「小さな旅」、北海道積丹半島から

 「カズオ、観てるか? 積丹やっているぞ―」、ベットでとった携帯からKくんの元気な声が飛び込んできた。時間を見たら7時半過ぎ、日曜日なので二度寝してしまった。起きたらテレビ画面に日本海の荒波がしぶきを上げていた。NHK「小さな旅」で、積丹半島余別地区に暮らす漁師のドキュメントだ。この冬は時化(しけ)続きで、まだ2日しか漁に出ていない。
 
 ようやく出漁して定置網を上げたら、ホッケ2トンと水蛸3パイの漁でまずまず。漁師が自宅にホッケと大きなタラを持ってきた。フライ、味噌汁などに使う分だ。漁師の家では昔からあるものを食べるが原則。同じ魚が何日も続くことも多い。
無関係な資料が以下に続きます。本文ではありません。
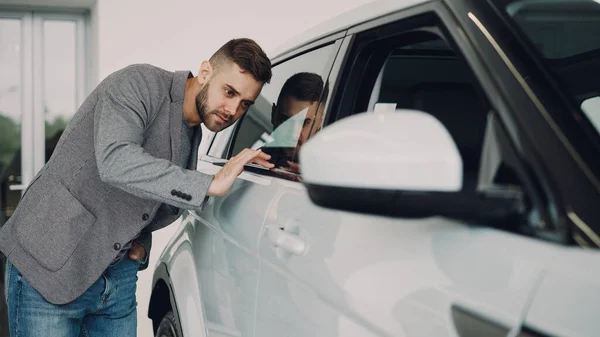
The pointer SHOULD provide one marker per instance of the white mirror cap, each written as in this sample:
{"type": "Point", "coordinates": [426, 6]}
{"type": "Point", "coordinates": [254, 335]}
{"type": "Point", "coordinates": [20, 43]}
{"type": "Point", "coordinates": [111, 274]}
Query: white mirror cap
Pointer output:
{"type": "Point", "coordinates": [402, 150]}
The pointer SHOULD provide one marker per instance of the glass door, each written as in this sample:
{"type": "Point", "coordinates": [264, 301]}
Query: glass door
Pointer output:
{"type": "Point", "coordinates": [42, 83]}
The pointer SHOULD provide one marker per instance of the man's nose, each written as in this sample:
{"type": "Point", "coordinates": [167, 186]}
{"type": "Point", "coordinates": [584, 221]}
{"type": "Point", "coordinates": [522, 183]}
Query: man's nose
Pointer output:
{"type": "Point", "coordinates": [231, 107]}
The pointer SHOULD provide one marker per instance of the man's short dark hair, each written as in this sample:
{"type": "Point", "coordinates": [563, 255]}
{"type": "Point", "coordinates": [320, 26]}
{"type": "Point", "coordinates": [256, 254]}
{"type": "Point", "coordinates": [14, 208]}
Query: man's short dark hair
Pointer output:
{"type": "Point", "coordinates": [305, 87]}
{"type": "Point", "coordinates": [248, 55]}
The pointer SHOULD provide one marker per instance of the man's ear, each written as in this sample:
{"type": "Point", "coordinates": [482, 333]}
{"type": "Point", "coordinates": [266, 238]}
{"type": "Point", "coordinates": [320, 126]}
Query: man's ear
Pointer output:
{"type": "Point", "coordinates": [273, 113]}
{"type": "Point", "coordinates": [205, 73]}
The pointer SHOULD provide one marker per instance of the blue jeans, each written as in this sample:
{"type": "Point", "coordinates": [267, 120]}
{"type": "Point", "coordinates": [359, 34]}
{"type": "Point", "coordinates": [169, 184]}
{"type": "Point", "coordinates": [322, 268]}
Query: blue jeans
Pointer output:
{"type": "Point", "coordinates": [107, 308]}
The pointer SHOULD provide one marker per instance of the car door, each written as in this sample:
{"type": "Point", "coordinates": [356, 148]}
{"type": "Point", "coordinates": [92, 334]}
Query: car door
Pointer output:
{"type": "Point", "coordinates": [333, 273]}
{"type": "Point", "coordinates": [556, 35]}
{"type": "Point", "coordinates": [227, 230]}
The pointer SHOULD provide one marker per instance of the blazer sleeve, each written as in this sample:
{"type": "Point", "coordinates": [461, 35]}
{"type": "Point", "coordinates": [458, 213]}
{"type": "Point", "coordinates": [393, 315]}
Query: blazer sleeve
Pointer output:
{"type": "Point", "coordinates": [120, 119]}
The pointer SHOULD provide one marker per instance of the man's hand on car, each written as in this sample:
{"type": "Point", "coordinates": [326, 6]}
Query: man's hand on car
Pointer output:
{"type": "Point", "coordinates": [137, 252]}
{"type": "Point", "coordinates": [224, 179]}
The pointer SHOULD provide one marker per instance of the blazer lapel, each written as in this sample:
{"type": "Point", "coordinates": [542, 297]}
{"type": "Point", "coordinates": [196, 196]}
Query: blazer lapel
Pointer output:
{"type": "Point", "coordinates": [196, 139]}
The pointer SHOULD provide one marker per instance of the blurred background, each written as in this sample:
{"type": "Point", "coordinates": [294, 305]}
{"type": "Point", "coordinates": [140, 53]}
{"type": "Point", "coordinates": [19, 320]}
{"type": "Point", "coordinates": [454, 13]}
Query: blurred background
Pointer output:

時化がおさまるまで忍耐強く待ち、凪(なぎ)たらすぐに船を出す生活だ。冬の日本海の破壊的な恐ろしさを知っている。
 
 岩海苔(いわのり)を採る場面もでてきた。荒波をかぶった岩の表面に岩海苔が育つ。1月末から3月ぐらいまでの厳寒の時期しか採れない。長い縦竿に赤い布がつけられ、それが上がると岩海苔解禁となる。この日は2時間だった。男も女も夢中になって岩海苔をむしりとる。これを簾(すだれ)で乾燥させた製品は高価で引き取られる。漁師たちは目の色を変えて取り組む。
 
 この高級岩海苔の場面をみていて、寿都に嫁いでいた叔母(母の姉)を思い出した。古平の親元に来る時は手製の高級海苔を持参して、わが家にも届けてくれた。真っ黒で分厚く、その味は市販されている海苔とは比較できない美味しさだった。真っ当な手間をかけた仕事がなせる業だ。漁師本来の姿だ。こうした思い入れはいまの底引き網の一攫千金主義からは排除される。